No conjunto da sua reflexão sobre esta questão (cf. Rom 9,1-11,36), São Paulo mostrará que Deus é eternamente fiel às suas promessas e que nunca falha. Ele tem os seus planos; e a desobediência actual de Israel deverá fazer parte dos planos de Deus. Paulo acabará, no final da secção, por manifestar a sua convicção de que a misericórdia de Deus se derramará também sobre Israel. Uma das coisas que impressiona, neste texto, é a forma como Paulo sente a infelicidade do seu Povo. A obstinação de Israel em recusar a salvação faz com que o Apóstolo sinta “uma grande tristeza e uma dor contínua” no coração. Todos nós conhecemos irmãos – mesmo batizados – que recusam a salvação que Deus oferece ou que, pelo menos, vivem numa absoluta indiferença face à vida plena que Deus lhes quer dar
A segunda leitura nos propõe uma reflexão sobre as oportunidades perdidas. Israel, apesar de todas as manifestações da bondade e do amor de Deus que conheceu ao longo da sua caminhada pela história, acabou por se instalar numa auto-suficiência que não lhe permitiu acompanhar o ritmo de Deus, nem descobrir os novos desafios que o projeto da salvação de Deus faz, em cada fase, aos homens. O exemplo de Israel nos faz pensar no nosso compromisso com Deus. Em primeiro lugar, nos mostra a importância de não nos instalarmos num esquema de vivência medíocre da fé e sugere que o “sim” a Deus do dia do nosso batismo precisa de ser renovado em cada dia da nossa vida. Em segundo lugar, sugere que o cristão não pode instalar-se nas suas certezas e auto-suficiências, mas tem de estar atento aos desafios, sempre renovados, de Deus. Em terceiro lugar, sugere que o ter o nome inscrito no livro de registos da nossa paróquia não é um certificado de garantia de salvação (a salvação passa sempre pela adesão sempre renovada aos dons de Deus).
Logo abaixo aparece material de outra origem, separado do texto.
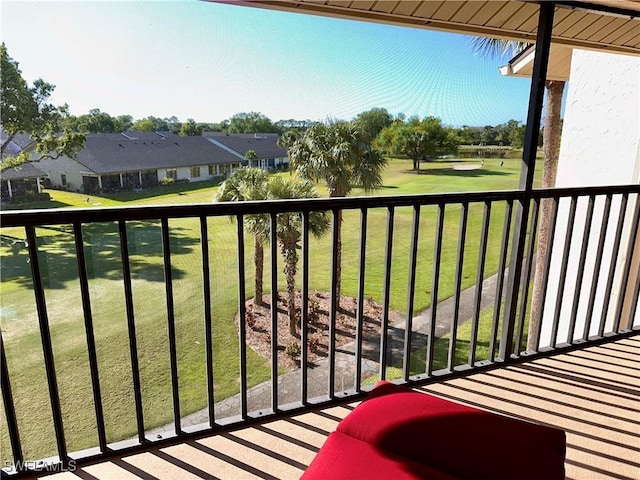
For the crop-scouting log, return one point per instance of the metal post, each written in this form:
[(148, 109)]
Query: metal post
[(536, 97)]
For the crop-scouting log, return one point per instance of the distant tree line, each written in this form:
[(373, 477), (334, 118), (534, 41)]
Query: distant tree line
[(425, 137)]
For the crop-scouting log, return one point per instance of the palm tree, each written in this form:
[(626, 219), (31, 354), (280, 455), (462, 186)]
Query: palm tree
[(250, 184), (251, 156), (551, 147), (289, 232), (341, 154), (287, 140)]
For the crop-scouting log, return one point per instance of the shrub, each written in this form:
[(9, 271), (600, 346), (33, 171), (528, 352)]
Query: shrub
[(31, 197), (314, 342), (293, 350)]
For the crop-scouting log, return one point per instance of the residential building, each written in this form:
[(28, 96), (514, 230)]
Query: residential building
[(265, 145), (112, 162)]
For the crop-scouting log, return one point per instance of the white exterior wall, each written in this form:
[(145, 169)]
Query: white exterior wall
[(600, 146), (70, 167)]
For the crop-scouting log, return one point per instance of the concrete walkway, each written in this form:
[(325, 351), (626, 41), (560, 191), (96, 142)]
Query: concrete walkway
[(289, 384)]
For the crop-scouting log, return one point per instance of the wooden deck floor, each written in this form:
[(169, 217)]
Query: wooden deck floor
[(593, 394)]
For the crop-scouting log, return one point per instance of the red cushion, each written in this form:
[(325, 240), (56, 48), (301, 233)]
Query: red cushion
[(462, 441), (343, 457)]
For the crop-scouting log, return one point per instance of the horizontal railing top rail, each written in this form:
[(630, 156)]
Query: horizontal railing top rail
[(107, 214)]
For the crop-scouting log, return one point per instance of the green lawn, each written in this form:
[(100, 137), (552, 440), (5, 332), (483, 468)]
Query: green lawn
[(19, 321)]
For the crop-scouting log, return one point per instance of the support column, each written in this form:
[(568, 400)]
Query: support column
[(527, 170)]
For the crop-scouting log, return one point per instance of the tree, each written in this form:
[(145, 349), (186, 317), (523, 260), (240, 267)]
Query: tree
[(289, 232), (341, 154), (246, 184), (190, 129), (252, 122), (374, 121), (25, 109), (418, 139), (552, 131), (151, 124), (251, 155)]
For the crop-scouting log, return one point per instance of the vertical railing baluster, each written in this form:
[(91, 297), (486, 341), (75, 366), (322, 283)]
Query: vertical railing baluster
[(171, 325), (482, 255), (360, 312), (588, 321), (89, 334), (462, 235), (580, 274), (633, 237), (563, 271), (386, 294), (500, 280), (337, 216), (208, 328), (437, 256), (304, 307), (634, 299), (274, 310), (242, 325), (131, 327), (413, 258), (47, 348), (526, 276), (612, 268), (9, 410), (547, 269)]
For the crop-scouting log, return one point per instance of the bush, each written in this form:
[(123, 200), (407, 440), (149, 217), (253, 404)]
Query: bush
[(314, 343), (31, 197), (293, 350)]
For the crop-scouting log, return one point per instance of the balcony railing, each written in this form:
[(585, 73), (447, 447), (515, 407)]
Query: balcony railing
[(452, 253)]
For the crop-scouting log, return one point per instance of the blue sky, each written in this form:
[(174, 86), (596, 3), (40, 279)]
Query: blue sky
[(209, 61)]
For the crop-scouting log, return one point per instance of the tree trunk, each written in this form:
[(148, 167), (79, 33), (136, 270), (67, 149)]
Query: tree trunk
[(290, 269), (338, 254), (258, 258), (337, 191), (551, 148)]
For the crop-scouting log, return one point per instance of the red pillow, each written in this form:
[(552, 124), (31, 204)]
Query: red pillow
[(462, 441)]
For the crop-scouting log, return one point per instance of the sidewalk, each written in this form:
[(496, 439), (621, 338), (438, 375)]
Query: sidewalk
[(289, 384)]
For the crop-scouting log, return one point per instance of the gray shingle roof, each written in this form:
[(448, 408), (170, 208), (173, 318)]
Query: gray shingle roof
[(25, 170), (114, 153), (264, 144)]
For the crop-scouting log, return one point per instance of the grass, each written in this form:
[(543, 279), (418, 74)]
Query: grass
[(19, 319)]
Ser cristão é ser voltado para a acolhida e para o entendimento do Deus da Brisa Mansa, que anda sobre as águas e leva para o mundo o testemunho inequívoco da necessidade de depositar nas mãos de Deus a confiança de nossa vida de fé. Vida de fé que o PAI DAS BEM-AVENTURANÇAS do céu abençoa e encaminha os pais da terra que tem o grave dever de nos fazer mais santos e imaculados, como o SENHOR DEUS fez ao enviar a Salvação por Jesus Cristo ao gênero humano!